What are the treatment options for edentulousness?

- No treatment
- Complete upper and/or lower dentures
- Teeth supported by overdentures
- Implant retained overdentures
- Implant supported fixed prostheses


What happens when all natural teeth are lost?

Anatomical changes: i/o - maximum bone loss of up to 3 months after extraction, continuous and irreversible bone loss, changes in the maxilla and mandible, changes between jaws
E/O changes: changes in upper lip, lower lip, facial profile on side view and face view
Physiological changes: loss of proprioception, decreased masticatory efficiency and incising efficiency, decreased swallowing efficiency and impacts on speech and pronunciations
Psychological factors: embarrassment, denial, depression, social isolation, impact on quality of life.

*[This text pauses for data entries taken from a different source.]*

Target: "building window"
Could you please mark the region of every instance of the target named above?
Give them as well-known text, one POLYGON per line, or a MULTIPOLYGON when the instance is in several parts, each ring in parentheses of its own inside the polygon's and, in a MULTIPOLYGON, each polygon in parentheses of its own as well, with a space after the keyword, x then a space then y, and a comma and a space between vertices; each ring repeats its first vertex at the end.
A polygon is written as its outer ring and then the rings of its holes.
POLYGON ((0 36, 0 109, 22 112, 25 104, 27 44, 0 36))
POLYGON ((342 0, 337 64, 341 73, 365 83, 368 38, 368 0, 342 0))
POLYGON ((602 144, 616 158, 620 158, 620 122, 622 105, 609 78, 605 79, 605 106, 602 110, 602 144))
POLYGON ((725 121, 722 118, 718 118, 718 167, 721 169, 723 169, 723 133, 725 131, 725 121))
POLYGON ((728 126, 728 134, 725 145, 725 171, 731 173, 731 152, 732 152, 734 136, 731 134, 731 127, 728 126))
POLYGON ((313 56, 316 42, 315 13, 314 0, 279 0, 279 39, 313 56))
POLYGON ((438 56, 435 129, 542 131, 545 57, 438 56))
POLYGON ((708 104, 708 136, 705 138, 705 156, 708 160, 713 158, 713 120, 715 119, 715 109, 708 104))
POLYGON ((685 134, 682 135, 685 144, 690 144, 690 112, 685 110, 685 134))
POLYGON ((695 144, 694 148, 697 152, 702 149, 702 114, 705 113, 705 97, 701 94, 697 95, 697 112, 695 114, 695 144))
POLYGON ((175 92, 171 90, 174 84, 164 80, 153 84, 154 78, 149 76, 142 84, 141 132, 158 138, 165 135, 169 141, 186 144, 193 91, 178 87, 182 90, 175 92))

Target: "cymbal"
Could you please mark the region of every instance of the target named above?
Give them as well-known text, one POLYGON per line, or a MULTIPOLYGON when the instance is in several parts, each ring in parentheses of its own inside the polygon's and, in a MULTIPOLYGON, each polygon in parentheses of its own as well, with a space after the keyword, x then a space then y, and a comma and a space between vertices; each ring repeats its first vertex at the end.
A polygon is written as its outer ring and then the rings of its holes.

Atwood's Ridge Classification

Class I: Dentate
Class II: immediately post-extraction
Class III: well-rounded ridge in height and width
Class IV: knife-edge ridge form, adequate in height but not in width
Class V: Flatform ridge, inadequate in height and width
Class VI: Depressed ridge form with some basal bone loss shown


Denture Bearing Areas of the Maxilla

Extent where denture will sit
1. From hamular notch to hamular notch
2. Buccal vestibule extending from buccal frenum to the hamular notch
3. Full extent of the sulcus around
4. Hard palate and rugae
5. Maxillary tuberosity
6. Alveolar mucosa and ridge crest


Denture bearing areas of the mandible

1. Full extent of the lingual sulcus where the tongue sits
2. Covering the retromolar pads
3. Labial sulcus
4. Buccal shelves
5. Retromylohyoid space


Reasons for replacement of missing teeth

Aesthetics, function, comfort, speech, psychological


Factors contributing to denture stability

Retentive forces > displacing forces + Adequate support from denture bearing areas = stable dentures


Retentive forces for denture types

Retentive forces: offer resistance to vertical movement of denture away from underlying mucosa
1. Muscular forces > muscular control
2. Physical forces > saliva


Neutral zone

Area of minimum conflict where the forces of the tongue pressing outward are neutralised by the forces of the lips and cheeks pressing inward


How to maximise retentive forces?

During impression stages: accurate: impression, extension of custom trays, border moulding, extension of the impression surface to cover all denture bearing areas and fit and adaptation of impression to underlying mucosa and ridge.
During registration stage:
Denture and teeth are in neutral zone buccal and lingual polished surfaces are correctly shaped and converging in an occlusal direction, accurate occlusion and teeth position.
Use of bony undercut > change the path of insertion, use of denture fixatives, long-term soft liners and dental implants


Conditions involving the oral mucosa that can affect denture fabrication

- Denture stomatitis
- Inflammatory papillary hyperplasia of the palate
- Angular stomatitis
- Prominent fraenae
- Denture induced fibrous hyperplasia


Conditions involving the bone that can affect denture fabrication

- Pathology within the bone e.g. cyst
- Sharp irregular bone
- Proiminent maxillary tuberosities
- Tori


Stages of jaw registration

Maxillary rim
1. Lip support - ensure nasiolabial angle is 90 degrees
2. Lip height at rest
3. Incisal height = interpupillary line
4. Posterior occlusal plane parallel to the ala-tragus line
5. Buccal corridors
6. Centre lines
7. Canine lines
8. High smile lines

Adjust the lower rim to give appropriate lower lip and buccal support. Adjust the height with reference to the OVD (RVD-FWS). Trim the lower rim to establish even bilateral contact with the upper at the retruded contact position.

Add a post dam and use futarD to join upper and lower occlusal rims

Teeth selection: shade selection, mould, pt's photograph


Biometric guide help assist with

tooth position


BULL Rule - refining occlusion

This is where you remove the premature contact points by trimming the buccal aspect of the maxillary teeth and lingual of the mandibular teeth.